While their neighbors took relocation money the owner offered and moved elsewhere, Perez and Rodriguez couldn't find a place to move to. Their family is too big.
Rodriguez said the stress got to her. She began to overeat, couldn't sleep and her hair started falling out. She worries her family would end up on the street or that she'll have to leave East L.A., where she grew up and her mother still lives, and move to Texas.
When an eviction notice arrived last June, Perez and Rodriguez decided to fight. With support from the Los Angeles Center for Community Law and Action, an advocate for the poor, the couple argued in court their building was uninhabitable because of poor wiring, holes in the floors, busted doors and an infestation of cockroaches.
A jury ruled in their favor. The landlord made some repairs and filed for eviction a second time.
Perez and Rodriguez beat that attempt, too, arguing the repairs didn't go far enough.
Together with former neighbors, the couple also filed a federal lawsuit alleging discrimination, arguing the rent hikes had a "disparate impact" on Latino immigrants who occupied most of the building's units.

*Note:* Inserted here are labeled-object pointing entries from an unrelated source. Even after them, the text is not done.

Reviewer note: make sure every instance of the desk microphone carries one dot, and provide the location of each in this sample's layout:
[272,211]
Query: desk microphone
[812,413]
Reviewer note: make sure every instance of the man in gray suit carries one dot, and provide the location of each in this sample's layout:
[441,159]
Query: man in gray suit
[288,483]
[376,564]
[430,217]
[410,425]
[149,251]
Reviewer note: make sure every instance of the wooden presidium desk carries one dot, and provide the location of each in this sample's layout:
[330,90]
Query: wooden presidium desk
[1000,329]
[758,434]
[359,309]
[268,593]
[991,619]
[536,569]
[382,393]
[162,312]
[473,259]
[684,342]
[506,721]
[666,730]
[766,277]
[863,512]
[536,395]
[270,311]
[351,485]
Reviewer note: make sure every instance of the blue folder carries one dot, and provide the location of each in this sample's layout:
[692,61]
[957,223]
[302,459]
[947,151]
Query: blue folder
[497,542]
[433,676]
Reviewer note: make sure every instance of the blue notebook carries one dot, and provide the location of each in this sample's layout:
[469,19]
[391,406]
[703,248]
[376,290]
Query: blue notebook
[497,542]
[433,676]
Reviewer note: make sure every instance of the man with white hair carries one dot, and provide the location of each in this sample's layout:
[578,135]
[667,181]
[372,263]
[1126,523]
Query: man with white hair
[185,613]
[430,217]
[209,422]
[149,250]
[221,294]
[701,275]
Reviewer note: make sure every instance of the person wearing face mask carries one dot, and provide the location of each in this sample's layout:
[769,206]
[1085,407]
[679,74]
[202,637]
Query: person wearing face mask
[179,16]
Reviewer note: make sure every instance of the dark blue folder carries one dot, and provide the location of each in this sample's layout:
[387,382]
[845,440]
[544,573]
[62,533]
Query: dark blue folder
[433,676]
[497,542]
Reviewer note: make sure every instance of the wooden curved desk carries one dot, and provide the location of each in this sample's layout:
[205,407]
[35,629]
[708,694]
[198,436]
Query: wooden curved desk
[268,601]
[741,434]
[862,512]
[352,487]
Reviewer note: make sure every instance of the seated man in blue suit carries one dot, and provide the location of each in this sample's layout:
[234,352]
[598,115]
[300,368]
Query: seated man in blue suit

In a court filing, the building owner issued a blanket denial of the lawsuit's allegations. An attorney for the firm declined further comment.
The federal suit is pending. As is a third eviction case, filed last month.
Now Rodriguez is advocating for rent control in East L.A. and encouraging others to stand up for their rights.
"I actually don't know what's going to happen. ...Probably I'll get pushed out of my community and move somewhere else," Rodriguez said in a telephone interview last week. "I don't want to leave my mom. I don't want to leave East L.A. But they're not giving me any choice."